As expected, confidence in the reported forecastability, as evidenced by the p-value for the reported series-specific Omega, reduced as the lag for time series forecasting incremented further and further into the future (owing to perhaps a lesser amount of data being available at 10x5 minute intervals than 1x5 minute intervals, for instance). That said, all reported Omega data in Figure 1 (i.e. 5, 10 and 60 minute intraday candlestick analysis) and Figure 2 (EOD candlestick analysis) were statistically significant.
Some lessons learned here, perhaps: a) Never underestimate the value of intraday candlesticks; and b) If you're an algorithmic traders attempting to leverage historical stock prices alone to predict prices, think again! Intraday volumes may serve your algorithm some pleasant surprises and improved predictive performance.
Also of interest might be that an analysis of FCX (Freeport McRoran) and WTI (i.e. a Crude Oil metric - W&T Offshore Inc.) revealed similar results except that WTI adjusted-close prices were classified (based on the Omega / entropy analysis) as "white noise"!

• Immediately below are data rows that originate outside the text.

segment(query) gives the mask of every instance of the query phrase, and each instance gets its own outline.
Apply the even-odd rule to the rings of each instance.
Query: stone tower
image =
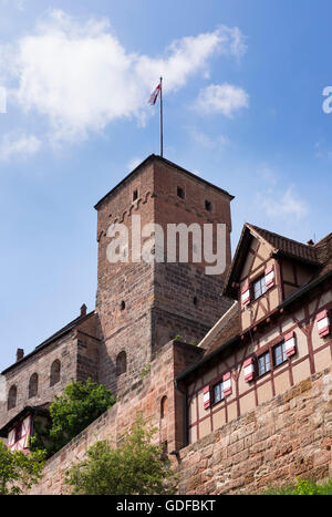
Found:
[[[131,260],[134,216],[141,227],[169,224],[226,225],[226,266],[230,251],[230,196],[159,156],[148,156],[95,206],[97,210],[98,271],[96,312],[102,339],[100,382],[113,393],[135,387],[155,353],[176,335],[197,343],[229,308],[221,297],[222,275],[206,275],[206,263]],[[136,218],[137,220],[137,218]],[[128,230],[124,260],[111,262],[110,226]],[[136,228],[136,226],[135,226]],[[134,232],[134,238],[137,235]],[[144,242],[144,239],[143,239]],[[215,242],[216,244],[216,242]],[[193,248],[193,241],[189,245]],[[166,245],[165,245],[166,248]],[[189,246],[190,248],[190,246]]]

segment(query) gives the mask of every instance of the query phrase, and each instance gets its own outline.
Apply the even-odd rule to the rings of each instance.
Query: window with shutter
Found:
[[[247,359],[243,364],[245,370],[245,381],[250,382],[255,376],[255,365],[253,365],[253,358]]]
[[[273,364],[274,366],[279,366],[287,361],[288,356],[286,353],[286,342],[277,344],[273,347]]]
[[[270,351],[261,354],[257,360],[258,376],[263,375],[271,370]]]
[[[246,283],[241,291],[242,307],[247,307],[250,303],[250,286]]]

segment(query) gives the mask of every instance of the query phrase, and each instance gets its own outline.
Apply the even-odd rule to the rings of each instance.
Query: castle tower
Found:
[[[221,188],[151,155],[95,206],[96,312],[103,341],[98,380],[113,393],[124,394],[134,387],[154,354],[176,335],[188,343],[198,343],[229,308],[221,297],[225,272],[207,275],[204,259],[197,262],[190,251],[187,262],[179,262],[178,256],[173,262],[166,258],[133,262],[132,236],[135,242],[139,238],[137,220],[141,228],[154,224],[164,230],[165,256],[168,225],[196,224],[203,230],[207,224],[225,224],[224,252],[228,267],[231,199]],[[116,238],[112,234],[114,224],[123,225],[128,232],[128,246],[117,248],[124,261],[110,261],[110,244]],[[189,249],[193,244],[189,232]],[[216,249],[216,237],[214,245]]]

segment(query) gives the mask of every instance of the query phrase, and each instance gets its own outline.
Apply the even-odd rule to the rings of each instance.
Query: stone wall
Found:
[[[332,369],[180,451],[179,494],[261,492],[332,476]]]

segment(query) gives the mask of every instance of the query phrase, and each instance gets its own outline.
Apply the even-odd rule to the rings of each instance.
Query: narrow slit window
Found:
[[[279,364],[284,363],[288,360],[286,354],[286,343],[284,341],[277,347],[273,348],[273,363],[274,366],[279,366]]]
[[[225,399],[225,394],[224,394],[224,382],[219,382],[219,383],[216,384],[215,387],[214,387],[214,402],[215,402],[215,404],[216,404],[217,402],[222,401],[222,399]]]

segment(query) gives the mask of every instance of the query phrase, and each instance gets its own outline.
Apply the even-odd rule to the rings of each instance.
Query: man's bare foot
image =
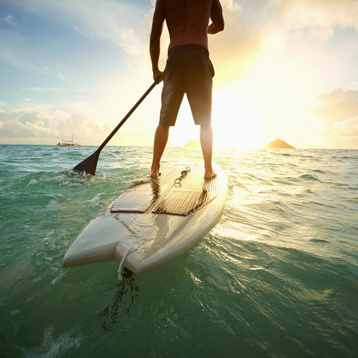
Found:
[[[157,178],[159,175],[161,175],[161,172],[159,170],[153,170],[151,171],[149,176],[152,178]]]
[[[205,169],[204,177],[205,179],[211,179],[215,178],[217,175],[217,174],[212,169]]]

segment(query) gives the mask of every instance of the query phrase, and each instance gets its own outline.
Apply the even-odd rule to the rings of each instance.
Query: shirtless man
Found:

In principle, it is possible to leverage univariate Omega values as a maximizable objective function to design an optimal function of a time series (or a linear combination of time series') which are more forecastable than any independent univariate time series. Although this so-called optimal time series is likely to be highly stock and tick-interval / candlestick frequency specific, a truly forecastable truth is out there for every ticker!
Oh, and in case you were wondering what the "blue dotted / dashed lines" were on the plots in Figures 1 and 2 - they represent the heightened level of predictability (i.e. Omega) of a multi-variate index determined as a linear combination of open, high, low, close and volume and open, high, low and close, respectively. In my experiments, so far, a 60% to 70% improvement in predictibility is possible to achieve using a combination of the univariate variable which constitute a standard candlestick time-series dataset.
References:
[1] Goerg GM. Forecastable Component Analysis (ForeCA). arXiv preprint arXiv:1205.4591. 2012 May 21.
[2] Shannon, C. E. (1948). A Mathematical Theory of Communication. Bell System Technical Journal 27, 379–23, 623–656.